Ricordo una mattina del 1980, saranno state le 7:30: papà mi stava accompagnando a scuola con la macchina, cosa rara perché d’abitudine ci andavo a piedi da solo, era la prima elementare “ormai sei grande ecc.” Al colmo di questo trattamento lussuoso, il Maggiolino si ferma davanti al panificio, mi vengono affidate 500 lire e mi si dice: “vatti a comprare quello che vuoi”. Scendo trotterellando e mi precipito nella bottega: l’insegna reca in alto PANIFICIO e nel rigo sotto, più piccolo, PASTICCERIA PANARIA, sottotitolo che avevo notato spesso, immaginando che i signori Panaria, pasticceri, si fossero espansi al ramo del salato. Entro: odori, tepore, è tutto fresco, fragrante e sfornato da poco; i panini al burro – spuntino scolasico tipico – sono lì luccicanti in bella mostra ma, chissà perché, in un batter d’occhio decido che la giornata festosa e le 500 lire meritano qualcosa di più moderno, colorato e appetitoso; arraffo un sacchetto di patatine SanCarlo, scommettendo su qualche sorpresina astronautica promessa dalle illustrazioni, e torno in macchina tronfio. Ma non avevo considerato lo scarto generazionale… e tanto effimera fu la contentezza quanto persistente la disperata disillusione del venire rimproverato asprissimamente per aver scelto una “porcheria”. Tragitto senza proferire altre parole, sequestro del sacchetto, a scuola senza merenda e di pomeriggio anche la ripassata sull’alimentazione sana.
Che brutta giornata, che tristezza e che umiliazione delle mie infantili prospettive di modernismo! Perché avrei dovuto spendere 300 lire in panini al burro (sostanzialmente inutili senza salame o altre leccornie nel mezzo) quando con 200 potevo avere patatine croccanti e sorpresina spaziale? Le motivazioni paterne di allora (forse le stesse che addurrei oggi se fossi nei suoi panni) non mi avevano convinto… però una cosa buona papà l’aveva fatta: nell’incazzarsi furiosamente per le patatine si era dimenticato di chiedermi il resto: preziosissimo tesoretto di ben 300 lire che spalancavano davanti a me due possibilità: una vendicativa (comprare altre patatine di nascosto), l’altra intellettuale (comprare un fumetto). Non ricordo cosa scelsi, forse il fumetto, ma so di essere cresciuto a patatine (parzialmente per ripicca, non amando le patate in sé).

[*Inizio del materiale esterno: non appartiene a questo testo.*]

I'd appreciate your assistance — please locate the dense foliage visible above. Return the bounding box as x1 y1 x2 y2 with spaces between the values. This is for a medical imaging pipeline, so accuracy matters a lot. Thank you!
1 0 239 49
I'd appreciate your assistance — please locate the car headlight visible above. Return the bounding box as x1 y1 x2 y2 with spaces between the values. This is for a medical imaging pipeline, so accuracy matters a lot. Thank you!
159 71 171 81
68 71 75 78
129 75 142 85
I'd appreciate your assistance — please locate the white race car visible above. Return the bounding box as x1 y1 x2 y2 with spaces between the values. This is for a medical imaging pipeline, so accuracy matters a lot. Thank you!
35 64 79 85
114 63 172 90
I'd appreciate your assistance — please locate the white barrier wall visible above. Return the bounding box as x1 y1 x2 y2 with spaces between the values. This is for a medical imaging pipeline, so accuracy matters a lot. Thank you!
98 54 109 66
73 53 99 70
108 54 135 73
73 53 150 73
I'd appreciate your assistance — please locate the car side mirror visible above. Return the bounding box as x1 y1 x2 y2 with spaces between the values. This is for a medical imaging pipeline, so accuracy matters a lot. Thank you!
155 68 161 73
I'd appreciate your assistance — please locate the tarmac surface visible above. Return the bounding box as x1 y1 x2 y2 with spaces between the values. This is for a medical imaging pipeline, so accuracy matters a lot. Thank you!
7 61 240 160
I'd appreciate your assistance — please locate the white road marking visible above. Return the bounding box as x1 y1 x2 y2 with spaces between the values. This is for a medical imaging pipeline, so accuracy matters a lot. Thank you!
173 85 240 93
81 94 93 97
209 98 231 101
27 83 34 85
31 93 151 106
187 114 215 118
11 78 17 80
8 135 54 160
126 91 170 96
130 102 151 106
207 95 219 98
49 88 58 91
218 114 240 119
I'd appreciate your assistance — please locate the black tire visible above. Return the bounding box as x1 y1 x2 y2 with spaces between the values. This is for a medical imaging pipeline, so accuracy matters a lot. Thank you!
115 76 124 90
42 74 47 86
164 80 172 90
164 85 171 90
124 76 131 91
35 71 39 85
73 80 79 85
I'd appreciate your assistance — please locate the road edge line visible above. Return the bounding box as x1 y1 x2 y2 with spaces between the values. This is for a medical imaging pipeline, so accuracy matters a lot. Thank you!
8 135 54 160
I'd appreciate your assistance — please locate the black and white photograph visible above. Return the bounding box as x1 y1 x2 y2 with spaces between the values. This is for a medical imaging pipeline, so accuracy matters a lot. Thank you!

Di tutte le patatine fritte assaggiate da allora – e posso giurare di averlo fatto con scienza e coscienza – le SanCarlo sono state le più frequenti e forse migliori, ad onta della recente stupida invasione delle patatine artigianali che promettono a caro prezzo sapori britannici o riconciliazioni campagnole.
Vorrei tuttavia esprimere un lieve dissenso a proposito delle patatine SanCarlo 1936 “antica ricetta”, che contraddicono qualsiasi ambizione di modernità smart dei consumatori d’elezione (i bambini) e mistificano come antica una tradizione che segue di un ventennio la Rivoluzione d’Ottobre, di un lustro il Manifesto dell’aeropittura futurista, di quattro anni addirittura la chiusura del Bauhaus di Dessau e di tre quello di Berlino, il Dadaismo è acqua passata, l’op. 25 di Schönberg e le Bagagelle di Webern sono entrate pacificamente in repertorio… Altro che antichità! Il 1936 è l’anno di Modern Times (“Tempi moderni”) e le patatine sono cibo adatto a Fortunato Depero, non a Giosuè Carducci.
W la modernità! W le patatine! Papà, se lassù incontri SanCarlo, salutamelo e fattene una ragione.